1. Explain why the graph has no vertical asymptote and give the equation of the horizontal asymptote.
2. Show that, if the line \(y = k\) intersects the graph, the \(x\)-coordinates of the points of intersection of the line with the graph must satisfy the equation $$k x ^ { 2 } - x + ( 9 k + 4 ) = 0$$
3. Show that this equation has real roots if \(- \frac { 1 } { 2 } \leqslant k \leqslant \frac { 1 } { 18 }\).
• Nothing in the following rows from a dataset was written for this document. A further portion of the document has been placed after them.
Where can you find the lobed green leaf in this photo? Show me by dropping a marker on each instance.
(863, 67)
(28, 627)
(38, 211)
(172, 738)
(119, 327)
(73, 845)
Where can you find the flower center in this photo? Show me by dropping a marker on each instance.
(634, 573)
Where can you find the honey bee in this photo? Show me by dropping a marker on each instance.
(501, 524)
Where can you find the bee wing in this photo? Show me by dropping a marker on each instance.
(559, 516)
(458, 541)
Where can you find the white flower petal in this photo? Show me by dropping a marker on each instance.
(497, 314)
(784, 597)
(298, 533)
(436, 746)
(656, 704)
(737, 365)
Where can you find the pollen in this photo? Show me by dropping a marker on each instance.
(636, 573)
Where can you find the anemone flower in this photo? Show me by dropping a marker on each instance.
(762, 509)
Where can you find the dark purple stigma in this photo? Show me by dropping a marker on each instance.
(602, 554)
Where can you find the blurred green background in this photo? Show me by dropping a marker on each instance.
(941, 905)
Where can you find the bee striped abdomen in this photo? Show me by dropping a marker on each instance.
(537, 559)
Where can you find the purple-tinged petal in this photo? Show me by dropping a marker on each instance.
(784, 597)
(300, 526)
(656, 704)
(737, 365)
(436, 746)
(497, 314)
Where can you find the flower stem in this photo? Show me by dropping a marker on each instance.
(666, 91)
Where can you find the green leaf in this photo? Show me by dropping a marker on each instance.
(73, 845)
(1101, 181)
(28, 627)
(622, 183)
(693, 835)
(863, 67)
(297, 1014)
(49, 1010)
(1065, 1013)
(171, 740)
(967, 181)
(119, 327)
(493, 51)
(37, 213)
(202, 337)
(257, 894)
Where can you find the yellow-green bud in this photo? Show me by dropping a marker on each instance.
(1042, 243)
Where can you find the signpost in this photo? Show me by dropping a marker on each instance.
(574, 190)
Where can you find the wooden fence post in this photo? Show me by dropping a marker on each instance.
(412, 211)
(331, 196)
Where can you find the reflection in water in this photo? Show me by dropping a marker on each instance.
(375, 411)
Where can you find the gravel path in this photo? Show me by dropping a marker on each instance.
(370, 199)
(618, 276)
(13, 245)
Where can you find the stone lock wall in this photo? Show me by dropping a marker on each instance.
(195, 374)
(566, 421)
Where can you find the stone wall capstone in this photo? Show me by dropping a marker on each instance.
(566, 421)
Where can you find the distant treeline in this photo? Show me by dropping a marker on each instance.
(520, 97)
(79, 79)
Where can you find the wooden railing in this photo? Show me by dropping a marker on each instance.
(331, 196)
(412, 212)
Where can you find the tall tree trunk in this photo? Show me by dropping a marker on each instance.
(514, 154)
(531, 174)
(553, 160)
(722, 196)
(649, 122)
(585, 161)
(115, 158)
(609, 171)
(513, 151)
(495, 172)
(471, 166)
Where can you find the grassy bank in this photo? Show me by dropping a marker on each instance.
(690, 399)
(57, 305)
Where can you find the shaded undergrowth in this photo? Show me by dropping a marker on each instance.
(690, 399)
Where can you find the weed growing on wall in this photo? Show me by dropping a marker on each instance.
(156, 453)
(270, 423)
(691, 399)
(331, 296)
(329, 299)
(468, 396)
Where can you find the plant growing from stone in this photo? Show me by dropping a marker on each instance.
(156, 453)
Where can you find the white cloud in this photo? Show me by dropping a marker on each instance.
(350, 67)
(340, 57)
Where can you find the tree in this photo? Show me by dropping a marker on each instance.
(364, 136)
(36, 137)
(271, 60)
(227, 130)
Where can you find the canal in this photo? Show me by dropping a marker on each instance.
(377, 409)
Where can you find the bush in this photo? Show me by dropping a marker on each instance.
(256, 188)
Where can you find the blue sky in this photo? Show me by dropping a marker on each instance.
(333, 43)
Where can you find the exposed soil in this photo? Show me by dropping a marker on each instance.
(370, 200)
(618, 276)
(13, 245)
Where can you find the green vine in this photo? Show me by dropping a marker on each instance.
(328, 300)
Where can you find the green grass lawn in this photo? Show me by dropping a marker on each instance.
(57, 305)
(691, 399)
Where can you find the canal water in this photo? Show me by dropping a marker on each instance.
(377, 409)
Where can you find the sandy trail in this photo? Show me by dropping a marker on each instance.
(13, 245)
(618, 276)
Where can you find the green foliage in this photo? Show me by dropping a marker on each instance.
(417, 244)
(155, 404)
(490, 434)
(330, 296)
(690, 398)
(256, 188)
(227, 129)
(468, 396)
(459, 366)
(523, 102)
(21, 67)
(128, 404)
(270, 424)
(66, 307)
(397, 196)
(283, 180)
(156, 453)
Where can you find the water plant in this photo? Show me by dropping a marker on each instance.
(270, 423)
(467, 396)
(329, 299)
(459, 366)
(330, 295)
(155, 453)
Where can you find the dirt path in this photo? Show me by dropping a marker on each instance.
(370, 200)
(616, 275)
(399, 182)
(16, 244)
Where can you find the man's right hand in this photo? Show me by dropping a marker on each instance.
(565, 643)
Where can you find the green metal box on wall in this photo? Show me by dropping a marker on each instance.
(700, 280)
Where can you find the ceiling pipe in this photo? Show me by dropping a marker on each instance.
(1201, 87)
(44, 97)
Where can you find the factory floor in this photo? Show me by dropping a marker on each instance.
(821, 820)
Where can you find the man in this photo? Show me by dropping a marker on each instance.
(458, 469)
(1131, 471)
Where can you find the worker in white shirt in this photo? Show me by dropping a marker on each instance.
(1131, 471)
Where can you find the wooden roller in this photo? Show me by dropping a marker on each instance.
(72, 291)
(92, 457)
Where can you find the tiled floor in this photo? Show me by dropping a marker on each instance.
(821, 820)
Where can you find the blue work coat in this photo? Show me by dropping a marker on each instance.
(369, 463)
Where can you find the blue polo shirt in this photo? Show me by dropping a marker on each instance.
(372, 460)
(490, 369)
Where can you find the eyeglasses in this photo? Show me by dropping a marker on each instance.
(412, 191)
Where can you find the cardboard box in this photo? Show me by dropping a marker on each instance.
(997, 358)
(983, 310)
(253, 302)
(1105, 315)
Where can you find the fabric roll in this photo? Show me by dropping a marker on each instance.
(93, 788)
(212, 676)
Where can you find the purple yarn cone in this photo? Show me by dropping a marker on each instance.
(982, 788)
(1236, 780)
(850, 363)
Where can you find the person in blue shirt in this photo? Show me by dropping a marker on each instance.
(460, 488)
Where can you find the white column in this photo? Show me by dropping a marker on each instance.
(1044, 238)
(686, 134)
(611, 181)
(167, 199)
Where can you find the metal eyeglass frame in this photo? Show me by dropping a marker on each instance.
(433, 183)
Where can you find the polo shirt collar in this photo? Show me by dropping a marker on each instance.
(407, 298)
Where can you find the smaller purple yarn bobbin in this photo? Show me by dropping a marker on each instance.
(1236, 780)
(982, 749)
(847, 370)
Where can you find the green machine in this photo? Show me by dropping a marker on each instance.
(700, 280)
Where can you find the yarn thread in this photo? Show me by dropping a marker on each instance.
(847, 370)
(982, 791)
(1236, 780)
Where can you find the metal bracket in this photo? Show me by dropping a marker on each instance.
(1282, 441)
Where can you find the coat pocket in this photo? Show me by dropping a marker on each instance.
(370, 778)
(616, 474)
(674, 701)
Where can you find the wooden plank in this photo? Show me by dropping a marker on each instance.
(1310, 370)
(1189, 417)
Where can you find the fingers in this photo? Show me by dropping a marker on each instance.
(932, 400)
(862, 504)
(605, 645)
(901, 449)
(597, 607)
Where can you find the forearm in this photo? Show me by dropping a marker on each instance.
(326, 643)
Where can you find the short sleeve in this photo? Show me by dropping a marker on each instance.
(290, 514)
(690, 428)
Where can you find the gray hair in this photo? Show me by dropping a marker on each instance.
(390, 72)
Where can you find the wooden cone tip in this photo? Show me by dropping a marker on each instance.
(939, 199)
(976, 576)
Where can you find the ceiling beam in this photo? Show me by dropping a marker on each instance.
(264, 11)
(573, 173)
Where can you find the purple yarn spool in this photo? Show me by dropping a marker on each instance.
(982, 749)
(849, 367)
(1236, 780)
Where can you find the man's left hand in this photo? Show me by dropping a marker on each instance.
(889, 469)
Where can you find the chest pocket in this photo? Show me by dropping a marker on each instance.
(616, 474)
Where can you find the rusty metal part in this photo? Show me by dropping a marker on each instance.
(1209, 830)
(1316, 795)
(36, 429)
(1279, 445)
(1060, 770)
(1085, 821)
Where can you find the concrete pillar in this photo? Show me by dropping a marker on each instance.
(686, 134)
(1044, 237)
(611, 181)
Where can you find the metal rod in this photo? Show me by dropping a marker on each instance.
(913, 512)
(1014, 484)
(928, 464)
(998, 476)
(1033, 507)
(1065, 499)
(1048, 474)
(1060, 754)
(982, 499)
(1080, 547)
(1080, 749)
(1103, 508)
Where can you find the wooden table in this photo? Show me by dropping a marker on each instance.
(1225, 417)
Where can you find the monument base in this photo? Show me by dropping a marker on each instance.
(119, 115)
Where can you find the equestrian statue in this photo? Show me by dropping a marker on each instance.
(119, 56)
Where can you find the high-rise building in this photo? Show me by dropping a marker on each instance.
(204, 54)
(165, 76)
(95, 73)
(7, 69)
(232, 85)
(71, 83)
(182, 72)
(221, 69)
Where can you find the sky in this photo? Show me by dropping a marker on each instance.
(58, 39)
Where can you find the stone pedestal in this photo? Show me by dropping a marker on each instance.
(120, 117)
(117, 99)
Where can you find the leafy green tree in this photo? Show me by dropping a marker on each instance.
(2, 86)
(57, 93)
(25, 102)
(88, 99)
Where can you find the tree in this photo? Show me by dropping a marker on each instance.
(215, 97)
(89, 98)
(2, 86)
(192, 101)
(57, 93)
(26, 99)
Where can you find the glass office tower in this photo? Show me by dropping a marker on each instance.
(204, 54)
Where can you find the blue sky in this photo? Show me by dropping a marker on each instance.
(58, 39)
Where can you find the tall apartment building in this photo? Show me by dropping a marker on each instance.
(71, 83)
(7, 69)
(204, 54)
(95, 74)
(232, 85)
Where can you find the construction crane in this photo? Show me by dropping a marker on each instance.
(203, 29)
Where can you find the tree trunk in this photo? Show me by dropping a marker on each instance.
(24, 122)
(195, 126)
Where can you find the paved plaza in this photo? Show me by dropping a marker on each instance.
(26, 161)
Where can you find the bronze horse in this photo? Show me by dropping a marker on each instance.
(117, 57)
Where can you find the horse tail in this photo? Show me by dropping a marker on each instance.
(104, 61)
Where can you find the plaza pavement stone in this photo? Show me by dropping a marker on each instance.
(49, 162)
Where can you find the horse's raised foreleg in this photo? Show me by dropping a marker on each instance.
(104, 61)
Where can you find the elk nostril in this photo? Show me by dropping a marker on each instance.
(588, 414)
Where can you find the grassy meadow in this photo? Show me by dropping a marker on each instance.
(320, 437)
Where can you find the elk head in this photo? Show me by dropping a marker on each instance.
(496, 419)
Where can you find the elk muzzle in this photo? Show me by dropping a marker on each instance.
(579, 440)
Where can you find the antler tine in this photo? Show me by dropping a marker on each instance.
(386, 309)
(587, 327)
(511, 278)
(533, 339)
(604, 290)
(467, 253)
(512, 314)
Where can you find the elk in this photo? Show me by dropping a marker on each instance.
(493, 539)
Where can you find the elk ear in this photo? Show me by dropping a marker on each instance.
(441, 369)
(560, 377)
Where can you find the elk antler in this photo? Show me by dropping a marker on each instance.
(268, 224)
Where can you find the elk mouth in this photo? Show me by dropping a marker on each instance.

4. Hence find the coordinates of the two stationary points on the curve.
   (No credit will be given for methods involving differentiation.)

8

1. The equation $$x ^ { 3 } + 2 x ^ { 2 } + x - 100000 = 0$$ has one real root. Taking \(x _ { 1 } = 50\) as a first approximation to this root, use the Newton-Raphson method to find a second approximation, \(x _ { 2 }\), to the root.
2. 1. Given that \(S _ { n } = \sum _ { r = 1 } ^ { n } r ( 3 r + 1 )\), use the formulae for \(\sum _ { r = 1 } ^ { n } r ^ { 2 }\) and \(\sum _ { r = 1 } ^ { n } r\) to show that $$S _ { n } = n ( n + 1 ) ^ { 2 }$$
   2. The lowest integer \(n\) for which \(S _ { n } > 100000\) is denoted by \(N\). Show that $$N ^ { 3 } + 2 N ^ { 2 } + N - 100000 > 0$$
3. Find the value of \(N\), justifying your answer.